Mr Groser’s time in Washington D.C. does not appear to have been overly successful. Indeed one insider admitted that during his ambassadorship, the residency of the New Zealand ambassador has been “party central”, with numerous functions and parties hosted.

Mr Groser is not the only diplomat being recalled.

Minister of Foreign Affairs Winston Peters believes that the idea of political appointments to the diplomatic posts is not a good look and not in New Zealand’s interests to continue. Mr Peters views Mr Groser as a political appointment because it was made by the previous National Government when Mr Key was still in office.

There are other key diplomatic posts opening up, including one in Dublin. This is a well sought after post because among other boards, it is home to the International Rugby Board, as politicians it was noted in the Government of Mr Key love to be seen with rugby royalty.

Mr Peters said that the Washington post is just one of many being reviewed and necessary recalled by the new Government. Others include a possible posting to London.

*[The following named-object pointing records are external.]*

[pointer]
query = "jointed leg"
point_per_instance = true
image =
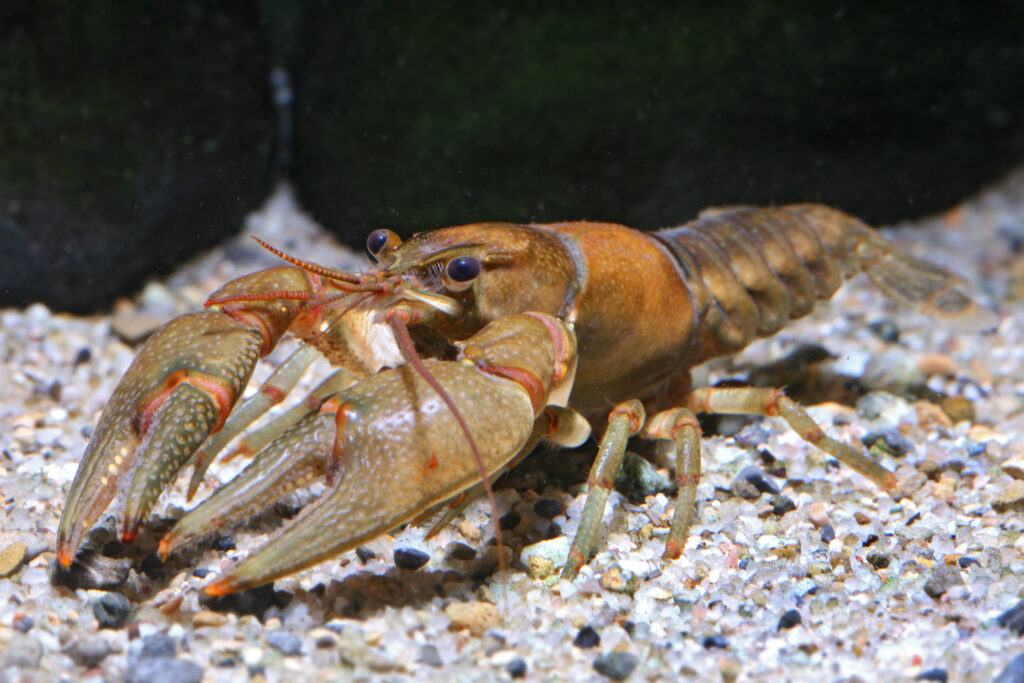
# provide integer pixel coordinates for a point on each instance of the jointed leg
(752, 400)
(625, 421)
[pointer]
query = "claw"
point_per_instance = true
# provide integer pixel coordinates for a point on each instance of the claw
(180, 387)
(391, 449)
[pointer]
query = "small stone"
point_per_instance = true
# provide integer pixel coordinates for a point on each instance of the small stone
(23, 651)
(888, 441)
(88, 650)
(548, 508)
(11, 558)
(165, 670)
(284, 641)
(208, 619)
(1014, 673)
(944, 578)
(878, 560)
(790, 619)
(781, 504)
(460, 551)
(410, 558)
(516, 668)
(751, 482)
(616, 666)
(587, 637)
(545, 558)
(1013, 619)
(158, 645)
(715, 642)
(223, 543)
(477, 616)
(112, 610)
(429, 655)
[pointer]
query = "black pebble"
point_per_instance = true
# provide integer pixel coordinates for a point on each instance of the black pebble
(790, 619)
(1013, 619)
(548, 508)
(616, 666)
(510, 520)
(781, 504)
(1014, 673)
(587, 637)
(112, 610)
(516, 668)
(224, 543)
(410, 558)
(158, 645)
(715, 641)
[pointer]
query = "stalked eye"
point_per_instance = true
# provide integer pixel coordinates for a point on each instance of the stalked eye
(463, 269)
(381, 243)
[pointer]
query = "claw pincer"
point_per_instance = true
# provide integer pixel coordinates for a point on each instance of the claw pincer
(391, 449)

I believe that New Zealand needs to put more focus on building diplomatic ties with African and Latin American countries more than anywhere else. Neither of these two regions is very well understood by New Zealand, despite growing communities of Latin American nationalities and African nationalities in the country. Aside from sharing New Zealand’s wariness of war, Latin America also offer opportunities in trade and have been one of the few international bright spots in the last few years with the end of the Colombian civil war. And Africa, for all its mystery, remains the least understood part of the world in just about all respects. Trying to better understand this continent of mystery when some Governments take an ivory tower view of thinking they know best, when they do not, is not only a really good idea, it is essential.